Meta learned this at 85,000 employees, when leaderboard-ranked staff started leaving agents running for hours with no task to improve their standing. The fix is to track what users produce (tasks completed, tickets resolved, code shipped) rather than what they consume.
The 3x value test before you ship an AI feature
The final guardrail is a number the feature has to clear in order to exist. A reasonable practitioner heuristic: the feature should return at least 3x its fully-loaded compute cost in measurable user value.
Pick the denominator honestly. For an engineering tool, that is hours saved multiplied by loaded engineer cost. For a support agent, resolution without escalation multiplied by the cost of a human escalation. For a content feature, writer-equivalent output multiplied by writer-equivalent cost.
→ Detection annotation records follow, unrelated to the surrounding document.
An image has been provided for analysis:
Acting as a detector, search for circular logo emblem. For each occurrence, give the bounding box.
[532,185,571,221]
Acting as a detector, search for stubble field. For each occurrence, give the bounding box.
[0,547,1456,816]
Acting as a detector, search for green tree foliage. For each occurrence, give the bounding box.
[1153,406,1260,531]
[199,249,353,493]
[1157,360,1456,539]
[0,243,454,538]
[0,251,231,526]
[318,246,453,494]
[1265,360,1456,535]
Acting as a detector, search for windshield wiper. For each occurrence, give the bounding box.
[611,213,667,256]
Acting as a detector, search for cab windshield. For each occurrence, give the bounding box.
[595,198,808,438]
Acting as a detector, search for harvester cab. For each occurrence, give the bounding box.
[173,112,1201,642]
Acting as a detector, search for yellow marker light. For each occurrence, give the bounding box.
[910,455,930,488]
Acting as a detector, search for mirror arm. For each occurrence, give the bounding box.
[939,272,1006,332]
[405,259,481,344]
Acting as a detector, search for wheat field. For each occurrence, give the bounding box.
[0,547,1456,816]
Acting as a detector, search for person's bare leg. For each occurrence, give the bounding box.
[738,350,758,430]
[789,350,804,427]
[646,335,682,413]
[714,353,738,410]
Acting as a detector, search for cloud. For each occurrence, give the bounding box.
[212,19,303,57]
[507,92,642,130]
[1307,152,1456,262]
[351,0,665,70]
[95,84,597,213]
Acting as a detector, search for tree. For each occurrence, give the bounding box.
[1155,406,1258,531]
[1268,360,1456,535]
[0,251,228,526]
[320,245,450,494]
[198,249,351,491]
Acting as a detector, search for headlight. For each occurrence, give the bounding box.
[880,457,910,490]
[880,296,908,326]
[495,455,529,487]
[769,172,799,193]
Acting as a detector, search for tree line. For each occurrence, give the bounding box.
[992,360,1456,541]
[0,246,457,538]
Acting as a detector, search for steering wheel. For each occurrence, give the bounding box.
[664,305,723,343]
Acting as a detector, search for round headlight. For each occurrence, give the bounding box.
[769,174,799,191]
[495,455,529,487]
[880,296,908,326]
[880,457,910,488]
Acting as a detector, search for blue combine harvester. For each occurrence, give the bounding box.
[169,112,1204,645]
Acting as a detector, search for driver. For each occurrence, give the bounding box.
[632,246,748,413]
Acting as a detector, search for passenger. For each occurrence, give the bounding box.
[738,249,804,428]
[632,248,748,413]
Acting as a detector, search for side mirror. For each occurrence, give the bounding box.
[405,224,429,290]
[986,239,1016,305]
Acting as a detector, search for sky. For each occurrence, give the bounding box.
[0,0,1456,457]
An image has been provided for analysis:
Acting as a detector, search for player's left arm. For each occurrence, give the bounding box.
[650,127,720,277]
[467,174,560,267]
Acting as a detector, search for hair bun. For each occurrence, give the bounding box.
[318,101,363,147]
If you cannot articulate what 3× looks like for your specific use case before shipping, the economics are not clear enough to ship.
Cursor runs roughly $1B in revenue at -30% gross margins, paying $1.30 in Anthropic API fees for every dollar of subscription revenue it collects. OpenAI’s Sora cost $15M per day in compute and earned $2.1M in lifetime revenue before being shut down with thirty minutes’ notice to Disney, who had just signed a reported $1B licensing deal. Across enterprise pilots more broadly, 80% fail to deliver measurable business value, and the average failed project costs $6.8M and returns $1.9M.
FAQ
Does this framework apply to non-Anthropic models?
Yes. Every frontier-model provider (OpenAI, Google, Meta’s open-weights) bills on consumption. The benchmarks and multipliers in this piece are about deployment shape, not a specific pricing sheet. Swap in your provider’s per-token price for P in the formula, and the rest holds.How often should I re-forecast?
At minimum, re-run the formula at each workflow-mix phase transition (roughly every two to three months in an active deployment). The weekly metrics section exists so you can see phase transitions early, not wait for a quarterly review to surface them.What if my pilot is too small to produce stable token numbers?
A 50-user, two-week pilot is the minimum that produces defensible median-user estimates. Below that, you are extrapolating from noise. If you cannot run a 50-user pilot, run a 10-user pilot, measure, and double the buffer in your forecast by setting H to 2.0 and C to 1.8.Should I use per-user caps or per-team budgets?
Per-team budgets match how the 10/70 distribution actually behaves. Per-user caps feel fair but end up throttling the 10% of users who generate the most value along with the 10% generating the most waste. A team budget with workflow gating on the most expensive operations concentrates the constraint where cost actually concentrates.